1. Home
  2. Kennis
  3. Artikelen
  4. CTG geeft duidelijkheid over gebruik patiëntgegevens bij verweer in klachtenprocedures

CTG geeft duidelijkheid over gebruik patiëntgegevens bij verweer in klachtenprocedures

Mogen patiëntgegevens worden gebruikt door een zorgverlener voor het voeren van verweer in een klachtenprocedure, niet zijnde een tuchtprocedure? De KNMG-richtlijn ‘Omgaan met medische gegevens’ van april 2021 zegt hierover dat voor het gebruik van patiëntgegevens in het kader van het verweer bij een klachtencommissie of een geschilleninstantie expliciete toestemming van de patiënt is vereist. Het Centraal Tuchtcollege voor de Gezondheidszorg ziet dit anders, zo blijkt uit zijn uitspraak van 13 april 2022. In dit blog bespreek ik die uitspraak en de implicaties daarvan voor u als zorgverlener. Mijn beschouwing bij de uitspraak treft u onderaan dit blog.
Leestijd 
Auteur artikel Milou Janssen
Gepubliceerd 05 juli 2022
Laatst gewijzigd 05 juli 2022

Casus

De casus in deze uitspraak is als volgt. Beklaagde is huisarts bij een zorggroep en werkte ten tijde van het handelen waarop de klacht betrekking heeft ook als waarnemend huisarts bij een gezondheidscentrum. In de hoedanigheid van waarnemend huisarts heeft hij op enig moment een telefonisch consult gehad met klaagster. Klaagster heeft naar aanleiding van dit consult een klacht ingediend over de huisarts. De huisarts heeft om te kunnen reageren op de klacht aan de praktijkmanager verzocht om inzage in de notities van het telefonisch consult met klaagster. Naar aanleiding van die inzage, heeft de huisarts vervolgens gereageerd op de klacht van klaagster.

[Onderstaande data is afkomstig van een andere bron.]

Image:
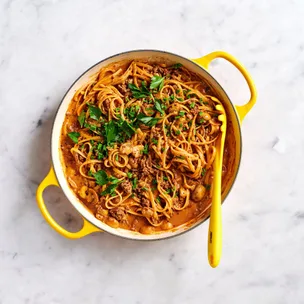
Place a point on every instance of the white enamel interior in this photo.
(56, 154)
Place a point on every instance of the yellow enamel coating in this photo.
(241, 110)
(50, 180)
(215, 223)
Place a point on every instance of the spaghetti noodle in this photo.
(138, 143)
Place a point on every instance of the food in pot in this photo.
(138, 144)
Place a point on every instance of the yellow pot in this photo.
(56, 175)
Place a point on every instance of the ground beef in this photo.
(145, 202)
(146, 167)
(119, 213)
(106, 105)
(165, 185)
(195, 111)
(133, 162)
(126, 186)
(178, 202)
(123, 88)
(156, 132)
(157, 70)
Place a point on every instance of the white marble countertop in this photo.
(45, 45)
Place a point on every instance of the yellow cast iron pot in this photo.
(56, 177)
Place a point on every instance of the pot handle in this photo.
(51, 180)
(205, 61)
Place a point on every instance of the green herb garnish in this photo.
(110, 190)
(74, 136)
(176, 66)
(207, 186)
(159, 107)
(134, 183)
(204, 170)
(81, 118)
(101, 177)
(141, 92)
(146, 149)
(94, 112)
(147, 120)
(155, 141)
(157, 82)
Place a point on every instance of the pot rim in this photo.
(196, 224)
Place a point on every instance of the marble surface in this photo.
(45, 45)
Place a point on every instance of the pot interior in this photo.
(233, 136)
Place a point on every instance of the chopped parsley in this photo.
(134, 183)
(81, 118)
(147, 120)
(74, 136)
(94, 112)
(155, 141)
(101, 177)
(207, 186)
(146, 149)
(204, 170)
(176, 66)
(141, 92)
(157, 82)
(159, 107)
(109, 190)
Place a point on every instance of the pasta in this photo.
(138, 144)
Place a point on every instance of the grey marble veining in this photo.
(45, 45)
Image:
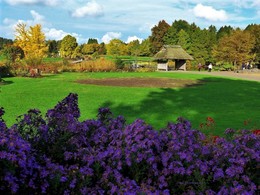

Vervolgens heeft klaagster een formele klacht ingediend bij de klachtencommissie van de zorggroep waar de huisarts werkzaam is. Klaagster heeft in het kader van de klachtbehandeling een machtigingsformulier ondertekend, zoals gebruikelijk is bij klachtencommissies en geschilleninstanties. Dat machtigingsformulier bevatte geen beperkingen voor wat betreft het gebruik van dossiergegevens. De huisarts heeft verweer gevoerd tegen de klacht. De huisarts heeft aan zijn verweer geen bijlagen gehecht, maar heeft in zijn verweer wel beschreven dat er eerder door klaagster ook tegen twee andere artsen klachten zijn ingediend.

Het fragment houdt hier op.